SIU students and staff lead creation of new beer
CARBONDALE, Ill. – Grabbing a cold one with a distinctive Saluki twist will become even easier soon, when Southern Illinois University Carbondale’s Fermentation Science Institute and a partnered private brewing company release a new SIU-branded brew Tuesday, April 4.
FSI and Ravinia Brewing Co. will unveil King Ale, a cream ale style beer with American roots first produced during the 19th century and developed to compete with pre-prohibition lagers. Typically featuring prominent use of corn in the grist mash to lighten the flavor, the beer is designed as a light, refreshing beer.

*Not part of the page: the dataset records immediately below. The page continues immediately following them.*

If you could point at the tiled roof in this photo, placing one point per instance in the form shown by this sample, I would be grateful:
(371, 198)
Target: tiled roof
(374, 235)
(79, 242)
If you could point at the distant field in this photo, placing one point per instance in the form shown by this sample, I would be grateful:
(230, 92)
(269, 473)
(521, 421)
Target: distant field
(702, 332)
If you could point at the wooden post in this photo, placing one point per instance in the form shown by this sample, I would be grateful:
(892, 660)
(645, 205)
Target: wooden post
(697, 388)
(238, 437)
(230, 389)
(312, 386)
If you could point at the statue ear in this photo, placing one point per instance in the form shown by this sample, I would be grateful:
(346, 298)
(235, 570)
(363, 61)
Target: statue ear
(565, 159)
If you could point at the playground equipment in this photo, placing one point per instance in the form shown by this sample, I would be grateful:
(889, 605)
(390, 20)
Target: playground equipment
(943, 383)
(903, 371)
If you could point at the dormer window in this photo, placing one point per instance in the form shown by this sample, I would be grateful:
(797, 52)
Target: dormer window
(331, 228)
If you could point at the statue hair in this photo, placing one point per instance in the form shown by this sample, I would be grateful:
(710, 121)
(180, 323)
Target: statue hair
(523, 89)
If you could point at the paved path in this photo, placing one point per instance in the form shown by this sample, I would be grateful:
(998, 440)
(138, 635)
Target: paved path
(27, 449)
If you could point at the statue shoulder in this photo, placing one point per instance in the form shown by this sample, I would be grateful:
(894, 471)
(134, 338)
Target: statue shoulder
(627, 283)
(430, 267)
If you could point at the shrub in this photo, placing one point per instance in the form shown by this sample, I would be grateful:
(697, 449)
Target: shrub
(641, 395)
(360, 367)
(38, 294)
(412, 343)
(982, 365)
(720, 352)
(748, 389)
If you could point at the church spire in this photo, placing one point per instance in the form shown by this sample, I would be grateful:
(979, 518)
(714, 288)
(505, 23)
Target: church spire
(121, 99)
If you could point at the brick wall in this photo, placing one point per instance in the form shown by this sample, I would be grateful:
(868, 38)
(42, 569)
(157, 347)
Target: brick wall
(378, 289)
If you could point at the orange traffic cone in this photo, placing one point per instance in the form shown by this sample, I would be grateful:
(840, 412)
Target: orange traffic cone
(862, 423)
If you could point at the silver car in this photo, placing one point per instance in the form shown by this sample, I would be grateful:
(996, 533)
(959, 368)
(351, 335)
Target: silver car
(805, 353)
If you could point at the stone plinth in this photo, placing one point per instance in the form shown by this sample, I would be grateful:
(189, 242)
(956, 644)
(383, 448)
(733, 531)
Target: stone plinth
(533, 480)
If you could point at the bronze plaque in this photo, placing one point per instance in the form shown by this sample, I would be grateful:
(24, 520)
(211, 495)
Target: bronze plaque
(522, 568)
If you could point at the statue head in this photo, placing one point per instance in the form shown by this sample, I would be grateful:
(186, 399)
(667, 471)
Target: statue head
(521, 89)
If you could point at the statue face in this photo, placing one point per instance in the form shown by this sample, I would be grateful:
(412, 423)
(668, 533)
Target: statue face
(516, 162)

The FSI and Ravinia Brewing Co. previously released two other brews – Salukitoberfest and Dog Pound Porter. But King Ale was an SIU-led creation, said Matt McCarroll, director of the FSI.
“Students and staff of the FSI developed the beer style and formulation, and University Communications and Marketing took the lead on a collaborative effort to develop the label and branding,” McCarroll said. “The students brewed seven prototypes before landing on the final formulation. Some of the students were able to travel to Chicago to assist in brewing the beer at Ravinia’s Logan Square location during spring break.”
Reporters, photographers and news crews are welcome to cover “A Taste of Saluki Spirit,” set for 5:30-7:30 p.m. Tuesday, April 4, at McLafferty Annex, home of the FSI and future home of Saluki Brew Works, a student-run brewery planned for the facility. Students, staff and alumni are slated to attend the event, which is fully booked.
“That is a win-win-win opportunity for the university, the students and the consumer,”Matt McCarroll, Director of the FSI
McCarroll said the latest beer is the culmination of the collaboration and planned partnership with Ravinia, which ultimately will see the company locate its production facility in the McLafferty Annex.
“These beers will soon be produced on campus, but Ravinia offered the opportunity to collaborate and bring these beers to the market now,” McCarroll said. “The students have gained the experience of working with a commercial brewery to bring their own ideas to a commercial product. They are learning that being able to make a great beer is only part of what it takes to profitably bring a product to market.”
As an equal partnership, the proceeds from the beer sales are split evenly between Ravinia and the FSI, which it will use to expand the facilities and support a bachelor’s degree in fermentation science, McCarroll said.
“That is a win-win-win opportunity for the university, the students and the consumer,” he said.